Some years ago I had been in World Market and saw this amazing high back sitting chair that was covered in a light colored canvas fabric with multi-colored buttons. I loved that idea and had never forgotten about it. Because I had already been thinking about possibly doing a tufted ottoman I decided to go ahead and do it, and I could use the idea I saw at World Market years ago! I went to JoAnns and got a great light tan, thick canvas fabric. I went back and forth a bit - I LOVED the idea of doing this light cream fabric with some amazing multi-colored/multi-fabric-ed buttons, but if I was worried about wear and tear with my big ol' dogs, how in the world was a light cream fabric going to hold up in my house?! I could have gotten a darker colored canvas fabric, but my heart (and my wallet) was already set on the one I had purchased. I decided to go for it and realized I may have to pay a little more special attention to keeping it clean.
Now it was time to do the buttons, which was almost the most exciting part!! I have all these amazing fabric scraps from year and years of hoarding.... ;) and I was so excited to go through and choose my favorites.I wanted colorful fabrics that were all different but that all worked together as well. I had found a great tutorial on how to cover your own buttons without buying the button cover tool on Make it & Love it, and I figured with the bags of buttons I have (I'm telling you... hoarder....) I thought I'd have enough of the right buttons - I needed the buttons with the shaft in order to get the best outcome with the tufting. In the end, I did't have enough of the correct buttons so I decided to go ahead and buy the button cover tool kit from JoAnns, which actually worked out great.
Here are photos during the process.
Above, you can see the finished product of my buttons. On to covering the ottoman now. As I said, I laid out the pattern for the buttons. I decided on 7 total, but I could have done a couple more, or even a couple less, just depends on the look you are going for. I followed the same pattern that I laid out on the board for the foam. Foam can be pretty expensive so try to catch it on sale or with coupons! (I had a 60% off coupon for JoAnns.) I also used a few layers of batting to fluff up the ottoman a bit.

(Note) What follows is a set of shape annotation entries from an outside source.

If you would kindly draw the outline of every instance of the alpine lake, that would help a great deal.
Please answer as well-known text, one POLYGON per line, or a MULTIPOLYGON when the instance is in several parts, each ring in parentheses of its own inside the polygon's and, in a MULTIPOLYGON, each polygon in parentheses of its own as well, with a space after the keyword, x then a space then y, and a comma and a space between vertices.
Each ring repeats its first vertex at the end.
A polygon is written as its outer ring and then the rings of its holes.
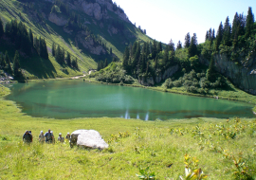
POLYGON ((58 119, 124 117, 142 120, 170 118, 253 117, 249 104, 149 90, 105 85, 79 80, 16 83, 6 99, 32 117, 58 119))

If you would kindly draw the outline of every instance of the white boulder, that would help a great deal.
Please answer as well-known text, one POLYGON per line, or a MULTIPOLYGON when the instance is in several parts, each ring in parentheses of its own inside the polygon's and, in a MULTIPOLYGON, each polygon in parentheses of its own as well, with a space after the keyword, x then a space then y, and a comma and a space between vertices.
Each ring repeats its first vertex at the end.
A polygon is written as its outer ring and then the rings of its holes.
POLYGON ((71 134, 70 146, 74 144, 92 149, 107 149, 108 144, 95 130, 77 130, 71 134))

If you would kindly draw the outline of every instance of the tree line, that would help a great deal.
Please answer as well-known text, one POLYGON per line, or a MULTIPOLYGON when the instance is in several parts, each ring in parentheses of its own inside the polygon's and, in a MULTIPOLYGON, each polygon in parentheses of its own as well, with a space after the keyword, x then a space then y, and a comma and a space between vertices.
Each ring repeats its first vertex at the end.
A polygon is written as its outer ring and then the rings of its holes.
POLYGON ((69 67, 79 69, 77 58, 71 60, 70 53, 68 51, 65 51, 59 45, 56 45, 55 43, 53 43, 51 51, 52 56, 55 57, 56 62, 58 62, 60 64, 67 64, 69 67))
POLYGON ((15 45, 15 56, 12 61, 9 57, 8 51, 1 54, 0 56, 0 66, 1 69, 8 72, 9 75, 14 75, 15 77, 21 76, 20 71, 20 58, 19 52, 21 51, 27 56, 37 53, 40 57, 44 59, 48 59, 48 52, 46 43, 44 38, 35 37, 32 30, 26 27, 22 22, 17 22, 17 20, 11 20, 8 22, 5 26, 0 18, 0 38, 7 38, 12 45, 15 45))

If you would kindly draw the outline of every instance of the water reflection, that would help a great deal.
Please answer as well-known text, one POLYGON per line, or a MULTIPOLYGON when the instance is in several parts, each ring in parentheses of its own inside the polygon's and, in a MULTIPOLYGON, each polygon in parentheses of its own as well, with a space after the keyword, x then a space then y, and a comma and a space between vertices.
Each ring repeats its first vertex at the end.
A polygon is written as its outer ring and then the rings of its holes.
POLYGON ((245 103, 79 81, 14 84, 10 89, 8 99, 33 117, 120 117, 142 120, 254 117, 251 106, 245 103))

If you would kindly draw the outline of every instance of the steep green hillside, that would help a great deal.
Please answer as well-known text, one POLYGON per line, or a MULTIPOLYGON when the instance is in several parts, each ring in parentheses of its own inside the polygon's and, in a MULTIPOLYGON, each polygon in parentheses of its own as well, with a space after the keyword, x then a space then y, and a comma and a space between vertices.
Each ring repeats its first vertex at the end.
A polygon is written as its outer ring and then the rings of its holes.
MULTIPOLYGON (((97 67, 97 62, 121 58, 125 46, 135 41, 150 42, 148 36, 130 23, 123 10, 112 1, 73 0, 2 0, 0 17, 4 24, 16 19, 31 28, 34 37, 45 38, 49 59, 37 55, 21 56, 21 68, 28 79, 82 75, 97 67), (79 4, 81 3, 81 4, 79 4), (86 14, 92 7, 94 15, 86 14), (107 7, 107 8, 106 8, 107 7), (100 9, 100 11, 99 11, 100 9), (98 10, 98 15, 96 16, 98 10), (86 12, 86 13, 85 13, 86 12), (59 64, 51 54, 52 44, 77 59, 79 70, 59 64)), ((10 59, 15 49, 1 39, 0 51, 8 50, 10 59)))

Now it was time for covering and tufting!! Follow the directions set out by the tutorials I have linked above, but this is basically what you do... Take your fabric and drape it over the foam, stuffing, etc. just like you would if you were about to upholster it. Make sure it is even on all sides and that there's enough spare fabric on the sides to give for the tufting and then allow you to upholster. Once the fabric is laid out you can start with the tufting. You pull the button down in the designated area and using a massive 6" upholstery needle you pull the thread all the way through to the bottom. Then you staple the thread in the bottom of the board in a zig-zag pattern for more stability. Continue this for each button. At this point you want it to be tight but you also want to have some give because you'll pull it taut when upholstering.
I'm finished with the buttons and have flipped it over to finish the upholstery process. I carefully pull the fabric taut and begin stapling it to the underside. I do this little by little, and side by side, to make sure that everything is even and not being pulled more on one side than the other.
Here's the finished product!!!
Here's a view from above of the tufting and the buttons.
Here's the ottoman in front of the chair I reupholstered a couple months ago!! The creams match so well and these two pieces work together perfectly!! It's an amazing addition to my living room and works as both an ottoman and extra seating if we need. It was easy, relatively inexpensive, and a quick, weekend project - I will definitely be making more in the future!!